Another common criticism of wood fires is that it requires the harvesting of trees to create firewood. That said, there are many sources of sustainable firewood including salvaged timber and timber from managed plantations. Unless powered by natural energy, electricity—like gas—relies on a finite resource. Wood, on the other hand, can be a renewable resource if managed properly.

Burning Wood, the Right Way

Since May 2021, wood with a moisture content higher than 20 percent has been prohibited from sale in England. Burning wet wood produces considerably more particulate matter pollution than burning dry logs. It is also less efficient because energy has to be used to evaporate the moisture first. New regulations for minimum burner efficiency and maximum emission levels further came into effect in January 2022.

To ensure that you purchase the most efficient wood for your burner, look for the ‘Ready to Burn’ logo and seller certificate on your firewood packaging. Homesteaders who know how to store and season wood can consider drying wood on their own and monitoring it with a moisture meter. However, seasoning can take several years depending on the storage conditions.

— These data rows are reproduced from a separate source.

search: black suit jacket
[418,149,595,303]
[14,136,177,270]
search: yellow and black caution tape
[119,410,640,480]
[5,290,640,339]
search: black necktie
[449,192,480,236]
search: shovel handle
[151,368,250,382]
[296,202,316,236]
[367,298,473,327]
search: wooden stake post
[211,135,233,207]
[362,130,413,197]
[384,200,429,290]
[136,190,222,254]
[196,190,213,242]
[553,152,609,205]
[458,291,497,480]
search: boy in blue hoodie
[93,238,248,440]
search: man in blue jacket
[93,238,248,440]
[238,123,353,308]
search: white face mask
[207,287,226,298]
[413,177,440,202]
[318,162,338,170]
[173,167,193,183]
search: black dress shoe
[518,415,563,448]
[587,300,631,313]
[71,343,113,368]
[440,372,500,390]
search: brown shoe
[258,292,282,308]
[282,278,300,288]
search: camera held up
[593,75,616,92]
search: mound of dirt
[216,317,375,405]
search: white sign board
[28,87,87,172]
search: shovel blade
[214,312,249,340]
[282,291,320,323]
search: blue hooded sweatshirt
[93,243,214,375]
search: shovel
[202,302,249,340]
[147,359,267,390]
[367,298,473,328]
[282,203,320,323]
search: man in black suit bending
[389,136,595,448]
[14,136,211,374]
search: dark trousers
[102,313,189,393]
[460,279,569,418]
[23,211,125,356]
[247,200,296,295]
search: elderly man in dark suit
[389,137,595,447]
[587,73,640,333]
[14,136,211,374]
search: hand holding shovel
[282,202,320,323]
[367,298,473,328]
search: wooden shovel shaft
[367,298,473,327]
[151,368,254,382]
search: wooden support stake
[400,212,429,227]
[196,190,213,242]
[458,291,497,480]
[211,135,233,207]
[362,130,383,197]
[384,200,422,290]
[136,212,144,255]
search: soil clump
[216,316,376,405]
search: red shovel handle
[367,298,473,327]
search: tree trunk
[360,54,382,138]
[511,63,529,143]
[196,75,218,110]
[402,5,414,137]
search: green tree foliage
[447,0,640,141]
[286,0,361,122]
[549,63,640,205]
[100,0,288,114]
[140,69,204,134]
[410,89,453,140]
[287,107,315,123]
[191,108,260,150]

Try to choose the most sustainable source of firewood. Some companies like Certainly Wood use only firewood from actively-managed, sustainable woodlands. They also dry their logs in unique kilns powered by solar panels and package most of their products in cardboard. Unique innovations from companies like this will allow you to take pleasure in your wood fire without worrying about its environmental impact.

The quality of your wood-burning stove itself is important as well. If you are looking to buy a new stove, be sure to choose an ‘Ecodesign Ready’ stove that meets the latest emissions limits. Be sure that your stove and its air vents are maintained and clear of blockages. A good supply of air is essential. Poor airflow can lead to more emissions as well as dangerous trapped smoke or carbon monoxide.

Today, wood fires remain a popular choice. Whether you love the overall aesthetic or the independence that a wood fire offers, you can continue to have a wood burner by being aware of how to use it responsibly. By choosing sustainable dry firewood and keeping your burner in top condition, you can avoid any issues and enjoy all the perks that a wood fire has to offer.